Now, more and more Canadians share concerns about body checking, concussions and head injuries. The Canada Safety Council has been speaking out on this for more than 20 years. More progressive concussion studies and changes need to be implemented to make hockey safer and less of a violent sport. The main reason kids play any sport is for fun – and getting hurt is no fun! Fear of injuries is driving young players and their parents from the game.


Take fighting completely out of the game at all levels of hockey. Increased violence has turned kids especially those new to Canada, from the game of hockey. Also, racist and derogatory comments on the ice and in the arenas have contributed to an unwelcoming environment. In addition, in today’s world publicized incidents of racism in hockey have become more frequent and in turn have raised concerns among families in the minority communities.



Improve on the Hockey Governing Pyramid



One of the biggest challenges for Hockey Canada is dealing with the pyramid of provincial bodies and the hundreds of minor hockey associations beneath the organization. There are 4 layers to the Minor Hockey pyramid, for example in Calgary: Hockey Canada, then Hockey Alberta, then Hockey Calgary, and then the 20 + local Calgary community minor hockey associations. Each organization has its own agenda and directives, and they don’t always mesh with the level of the pyramid above or below them. In the past Hockey Canada’s directives on change and improvement have not always been embraced and implemented for the betterment of the game at the grassroots levels. Such an example was the issue of checking at the Peewee level which took decades for everyone to agree upon. Ridding the system of unnecessary bureaucracy / politics will be a major challenge indeed.  Teamwork is a necessity for the betterment of the game!

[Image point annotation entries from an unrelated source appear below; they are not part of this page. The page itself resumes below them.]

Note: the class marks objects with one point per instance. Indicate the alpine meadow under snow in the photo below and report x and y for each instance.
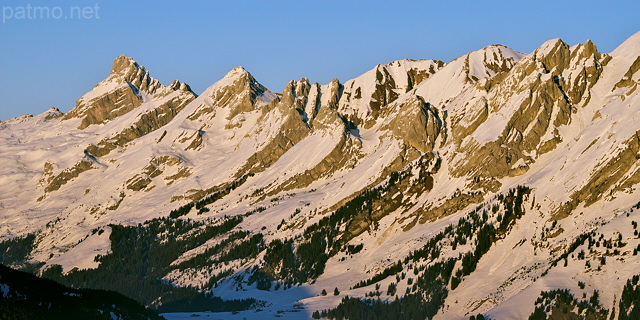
(500, 184)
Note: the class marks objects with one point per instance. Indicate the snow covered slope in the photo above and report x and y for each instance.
(463, 187)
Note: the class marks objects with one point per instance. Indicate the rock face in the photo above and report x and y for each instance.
(482, 176)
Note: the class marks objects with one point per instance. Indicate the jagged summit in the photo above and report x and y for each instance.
(463, 187)
(124, 64)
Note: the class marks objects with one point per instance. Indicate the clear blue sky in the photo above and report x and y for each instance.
(52, 62)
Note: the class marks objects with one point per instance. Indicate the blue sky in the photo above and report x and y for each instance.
(52, 61)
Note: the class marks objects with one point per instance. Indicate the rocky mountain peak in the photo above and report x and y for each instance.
(124, 65)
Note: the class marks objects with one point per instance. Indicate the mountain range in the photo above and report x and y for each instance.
(500, 184)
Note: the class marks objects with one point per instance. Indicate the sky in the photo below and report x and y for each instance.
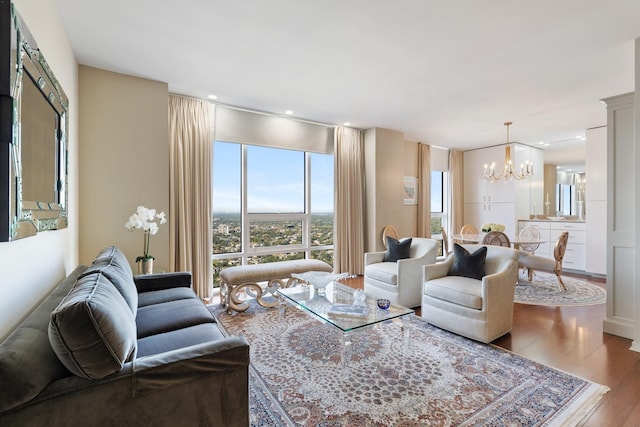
(275, 180)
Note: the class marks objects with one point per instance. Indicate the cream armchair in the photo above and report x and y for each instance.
(401, 281)
(478, 309)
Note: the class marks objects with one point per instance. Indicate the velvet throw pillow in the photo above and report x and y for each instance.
(466, 264)
(397, 249)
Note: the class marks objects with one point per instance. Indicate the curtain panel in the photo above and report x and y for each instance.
(349, 200)
(191, 137)
(424, 190)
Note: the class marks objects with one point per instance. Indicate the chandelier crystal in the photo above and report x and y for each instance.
(507, 172)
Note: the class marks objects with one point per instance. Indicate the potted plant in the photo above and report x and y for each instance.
(145, 220)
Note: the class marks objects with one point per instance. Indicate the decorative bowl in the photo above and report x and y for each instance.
(318, 279)
(383, 303)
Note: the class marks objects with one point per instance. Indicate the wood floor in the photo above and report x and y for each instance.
(571, 339)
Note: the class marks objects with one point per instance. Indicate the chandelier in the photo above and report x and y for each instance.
(507, 172)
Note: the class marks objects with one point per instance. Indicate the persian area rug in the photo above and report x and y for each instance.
(434, 379)
(544, 290)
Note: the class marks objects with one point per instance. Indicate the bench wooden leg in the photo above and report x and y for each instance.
(235, 302)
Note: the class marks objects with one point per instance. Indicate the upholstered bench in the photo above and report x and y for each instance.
(276, 274)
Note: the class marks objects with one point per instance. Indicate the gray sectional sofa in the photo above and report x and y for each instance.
(107, 348)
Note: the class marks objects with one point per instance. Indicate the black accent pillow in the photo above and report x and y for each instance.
(397, 249)
(466, 264)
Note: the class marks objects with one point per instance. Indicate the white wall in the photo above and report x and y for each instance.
(30, 267)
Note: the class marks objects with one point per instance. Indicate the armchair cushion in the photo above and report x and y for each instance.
(397, 249)
(462, 291)
(386, 272)
(467, 264)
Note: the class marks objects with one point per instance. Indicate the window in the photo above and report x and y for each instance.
(438, 206)
(270, 204)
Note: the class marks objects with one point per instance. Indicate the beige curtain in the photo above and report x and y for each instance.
(424, 190)
(191, 136)
(349, 201)
(456, 191)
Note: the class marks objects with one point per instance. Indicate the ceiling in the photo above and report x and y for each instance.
(448, 73)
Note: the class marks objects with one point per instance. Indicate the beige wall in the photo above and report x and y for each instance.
(388, 158)
(31, 266)
(124, 162)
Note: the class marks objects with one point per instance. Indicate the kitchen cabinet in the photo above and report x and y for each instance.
(574, 256)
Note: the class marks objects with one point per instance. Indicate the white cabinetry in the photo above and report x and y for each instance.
(596, 200)
(623, 296)
(574, 256)
(501, 202)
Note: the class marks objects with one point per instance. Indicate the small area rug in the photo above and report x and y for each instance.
(544, 290)
(438, 379)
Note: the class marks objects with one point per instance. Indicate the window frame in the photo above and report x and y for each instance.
(247, 219)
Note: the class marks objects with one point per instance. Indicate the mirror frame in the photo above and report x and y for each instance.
(23, 218)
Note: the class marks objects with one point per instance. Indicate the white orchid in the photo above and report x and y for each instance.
(492, 227)
(145, 219)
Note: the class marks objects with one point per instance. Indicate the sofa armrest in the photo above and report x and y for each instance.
(373, 257)
(188, 364)
(156, 282)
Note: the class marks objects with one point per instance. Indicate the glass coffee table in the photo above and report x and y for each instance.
(318, 303)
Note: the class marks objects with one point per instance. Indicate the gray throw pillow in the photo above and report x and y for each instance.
(397, 249)
(466, 264)
(92, 331)
(113, 264)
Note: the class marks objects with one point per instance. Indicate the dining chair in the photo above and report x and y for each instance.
(496, 238)
(536, 262)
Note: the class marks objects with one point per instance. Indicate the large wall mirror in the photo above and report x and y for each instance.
(33, 129)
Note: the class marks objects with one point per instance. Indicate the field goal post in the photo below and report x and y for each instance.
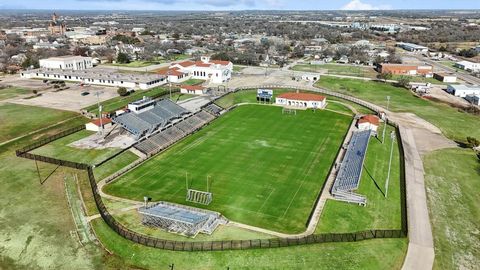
(198, 196)
(289, 111)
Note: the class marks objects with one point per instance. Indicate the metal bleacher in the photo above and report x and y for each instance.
(144, 123)
(213, 108)
(168, 136)
(350, 172)
(181, 219)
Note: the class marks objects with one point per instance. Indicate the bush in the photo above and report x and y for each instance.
(404, 81)
(122, 91)
(472, 142)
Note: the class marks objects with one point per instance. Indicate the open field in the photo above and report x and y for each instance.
(16, 120)
(380, 212)
(179, 97)
(119, 102)
(453, 123)
(11, 92)
(35, 221)
(159, 60)
(275, 170)
(113, 165)
(452, 183)
(421, 79)
(337, 69)
(361, 255)
(61, 150)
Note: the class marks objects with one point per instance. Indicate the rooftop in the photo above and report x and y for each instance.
(104, 121)
(369, 118)
(192, 87)
(68, 57)
(101, 74)
(302, 96)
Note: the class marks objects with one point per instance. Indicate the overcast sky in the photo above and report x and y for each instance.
(237, 4)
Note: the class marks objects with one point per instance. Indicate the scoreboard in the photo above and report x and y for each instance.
(264, 95)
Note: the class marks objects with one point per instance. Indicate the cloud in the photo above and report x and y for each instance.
(359, 5)
(217, 3)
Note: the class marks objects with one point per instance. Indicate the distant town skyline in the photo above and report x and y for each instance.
(237, 4)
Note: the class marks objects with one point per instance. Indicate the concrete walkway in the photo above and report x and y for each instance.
(116, 211)
(420, 254)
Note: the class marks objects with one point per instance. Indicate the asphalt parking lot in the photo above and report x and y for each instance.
(70, 99)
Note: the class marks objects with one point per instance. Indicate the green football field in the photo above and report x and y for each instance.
(266, 168)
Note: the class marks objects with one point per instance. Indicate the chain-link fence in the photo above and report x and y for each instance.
(225, 244)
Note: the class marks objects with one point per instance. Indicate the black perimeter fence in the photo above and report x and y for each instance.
(224, 244)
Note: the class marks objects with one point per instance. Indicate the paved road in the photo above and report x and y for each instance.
(420, 253)
(460, 74)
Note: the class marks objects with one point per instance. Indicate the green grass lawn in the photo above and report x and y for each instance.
(159, 60)
(113, 165)
(17, 120)
(119, 102)
(179, 96)
(11, 92)
(135, 64)
(453, 123)
(338, 107)
(420, 79)
(380, 212)
(40, 237)
(62, 150)
(266, 168)
(237, 68)
(193, 81)
(371, 254)
(452, 184)
(348, 70)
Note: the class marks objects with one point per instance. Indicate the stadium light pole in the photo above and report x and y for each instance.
(169, 83)
(392, 136)
(385, 121)
(98, 93)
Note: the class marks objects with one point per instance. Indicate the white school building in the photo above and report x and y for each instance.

The Canadian Junior Hockey League (WHL, OHL and QMJHL) and ultimately the National Hockey League prosper from the efforts of the many minor hockey systems. Since the local minor hockey systems are feeder systems, a stronger partnership and financial commitment to give back to grass roots hockey is needed in the years ahead from both leagues.

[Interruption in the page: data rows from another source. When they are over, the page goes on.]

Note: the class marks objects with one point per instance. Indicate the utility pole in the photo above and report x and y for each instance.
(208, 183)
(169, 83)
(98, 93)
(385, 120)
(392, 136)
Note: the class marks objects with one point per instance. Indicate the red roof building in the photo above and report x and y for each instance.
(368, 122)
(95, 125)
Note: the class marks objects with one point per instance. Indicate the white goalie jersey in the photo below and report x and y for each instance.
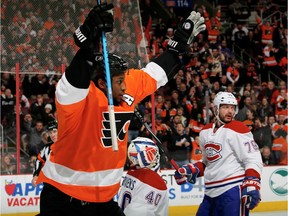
(143, 192)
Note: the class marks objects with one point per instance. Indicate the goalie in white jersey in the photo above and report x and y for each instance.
(231, 163)
(143, 191)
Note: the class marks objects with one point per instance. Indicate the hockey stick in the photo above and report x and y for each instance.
(109, 92)
(158, 142)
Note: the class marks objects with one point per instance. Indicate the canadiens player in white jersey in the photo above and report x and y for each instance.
(143, 191)
(231, 163)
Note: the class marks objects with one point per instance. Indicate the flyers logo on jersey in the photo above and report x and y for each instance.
(213, 151)
(122, 125)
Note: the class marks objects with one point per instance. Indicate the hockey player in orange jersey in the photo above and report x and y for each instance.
(83, 173)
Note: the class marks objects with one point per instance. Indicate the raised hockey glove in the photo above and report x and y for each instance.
(186, 173)
(250, 192)
(186, 32)
(99, 19)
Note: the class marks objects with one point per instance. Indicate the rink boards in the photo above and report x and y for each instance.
(19, 197)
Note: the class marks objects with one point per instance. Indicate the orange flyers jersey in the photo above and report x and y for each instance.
(82, 163)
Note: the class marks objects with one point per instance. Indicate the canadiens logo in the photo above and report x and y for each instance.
(122, 121)
(213, 151)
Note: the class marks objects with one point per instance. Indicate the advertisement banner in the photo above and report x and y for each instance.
(18, 195)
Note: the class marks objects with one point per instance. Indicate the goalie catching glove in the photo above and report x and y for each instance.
(186, 173)
(186, 32)
(99, 19)
(250, 192)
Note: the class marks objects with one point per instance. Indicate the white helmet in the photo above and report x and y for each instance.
(143, 152)
(224, 98)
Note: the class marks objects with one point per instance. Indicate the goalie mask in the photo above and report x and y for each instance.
(224, 98)
(142, 152)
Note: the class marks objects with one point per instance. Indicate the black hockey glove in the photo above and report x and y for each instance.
(185, 33)
(99, 19)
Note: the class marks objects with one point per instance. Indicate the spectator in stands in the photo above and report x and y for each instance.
(269, 61)
(281, 102)
(48, 115)
(36, 136)
(7, 167)
(268, 157)
(8, 102)
(279, 147)
(7, 79)
(264, 109)
(196, 153)
(40, 83)
(270, 91)
(267, 30)
(280, 127)
(38, 108)
(262, 133)
(143, 132)
(215, 60)
(245, 105)
(233, 72)
(239, 37)
(213, 24)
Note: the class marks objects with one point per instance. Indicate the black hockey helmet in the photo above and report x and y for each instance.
(117, 66)
(52, 125)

A more conscious attempt should be made to actively seek out and appoint visible minorities to staff hockey related positions in community. More minority representatives in the minor hockey organizations will help ensure the effectiveness of the governing bodies’ philosophies, policies, programs and services.Establishing advisory boards, independent consulting committees or special task forces to address the major hockey issues, recommend solutions and future courses of action. It’s important to keep the hockey establishment accountable in the decades ahead.